Myśleli, że w zębie”.

– Może być, nie zatkałam nosa i uszu.

– To był rym anonimowy. Staropolskie anonimowe zabawy rymami dają mi dużą radość. Posłuchaj:

„Czując w swym sercu wieszcze dreszcze,

Cudne twe dłonie jeszcze pieszczę.

Lśnił pięknie od tualet balet,

Najwięcej miał tam zalet walet”.

– Zgrabne! – przyznała. – Tylko nie brzmi zbytnio po staropolsku…

Teraz on zaklaskał:

– Brawo! Nadużyłem terminu „staropolski”, to są rymy dziewiętnastowieczne.

– Mówili mi, że kochasz nie staropolskie, lecz staroangielskie, zwłaszcza Szekspira.
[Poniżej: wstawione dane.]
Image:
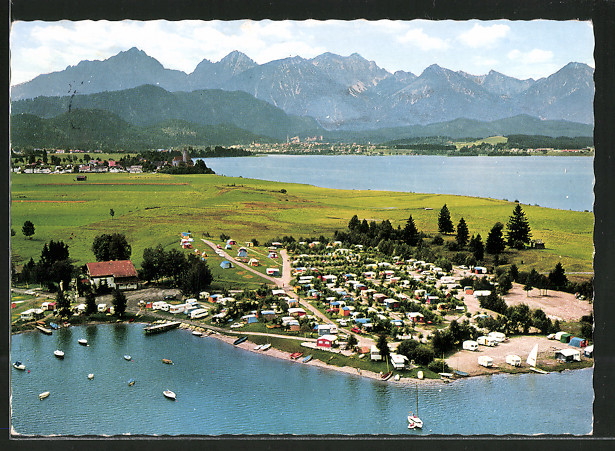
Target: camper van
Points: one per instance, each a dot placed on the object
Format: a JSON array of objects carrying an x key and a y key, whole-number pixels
[
  {"x": 513, "y": 360},
  {"x": 486, "y": 341},
  {"x": 198, "y": 313},
  {"x": 470, "y": 345},
  {"x": 485, "y": 361}
]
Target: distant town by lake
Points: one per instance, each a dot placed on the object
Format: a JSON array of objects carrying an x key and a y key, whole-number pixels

– To prawda. Od dzisiaj głównie „Romea i Julię”, bez finałowego aktu. Pojmujesz, nadobna Klaro?

– Nie pojmuję! – fuknęła.

– Nie pojmując, skazujesz mnie na „Stracone zachody miłości”

– Dość tych głupstw!

– Chyba żebym, miast rezygnować, zdecydował się na „Poskromienie złośnicy”

– Przestań!

Lecz wcale nie chciała, by przestał, bo wówczas w środku dnia zgasłoby słońce i wchłonęłaby ją ciemność.


* * *

Europejski komunizm trzymał się dłużej niż faszyzm czy hitleryzm, jednak również okazał się „marnością nad marnościami”, jak prorokowała Biblia. Komuniści przez samą istotę i złą sławę swego systemu stali się kłopotliwi dla siebie samych, co ładnie ujmuje pewna poetycka strofa W. H. Audena:

„W przewidywaniu swym w zasadzie mieli rację,

Na wszelkie sytuacje tak przygotowani;

Niestety, sami byli swoją sytuacją”. *

System komunistyczny musiał tedy runąć prędzej czy później. Runął prędzej – A.D. 1989/1990. Wskutek przyczyn ekonomicznych, politycznych i psychologicznych. Politycznie musiał runąć, bo imperium sowieckie bankrutująco przegrało tzw. „wyścig zbrojeń” z Ameryką. Ekonomicznie musiał runąć nie tyle dlatego, że był gospodarczo niewydolny, ile dlatego, że nie dał rady się zreperować mimo szczerych chęci, które w Polsce okazali u schyłku PRL-u gensek Jaruzelski, premier Rakowski i minister Wilczek. Tzw. „reforma Rakowskiego i Wilczka” była nawet odważniejsza niż późniejsze reformy wodzów III RP w latach 90-ych XX wieku, jednak przyczyny psychologiczne skazywały na klęskę każdą reformę peerelowską. Wszystko tłumaczy żart o generale Jaruzelskim, który poprosił Pana Boga, by ten mu zjednał glorię męża opatrznościowego i reformatora, czyli miłość lub chociaż sympatię rodaków. Pan Bóg się zgodził: „- Dobrze, Wojtula, ty nigdy specjalnie nie szkodziłeś Kościołowi, więc pójdę ci na rękę – daję ci umiejętność chodzenia po wodzie. Kiedy twoi rodacy to zobaczą – zrozumieją, że jesteś wyniesiony”. Jaruzelski ucieszył się i ruszył ku Wiśle, aby sprawdzić otrzymaną zdolność. Gdy kroczył taflą rzeki koło mostu Poniatowskiego, zauważyli go siedzący przy brzegu wędkarze. Któryś splunął i rzekł bez krztyny szacunku: „- Zobaczcie, ten Jaruzel to nawet pływać, kurwa, nie potrafi!”. Żaden cud nie mógł już czerwonego systemu uratować.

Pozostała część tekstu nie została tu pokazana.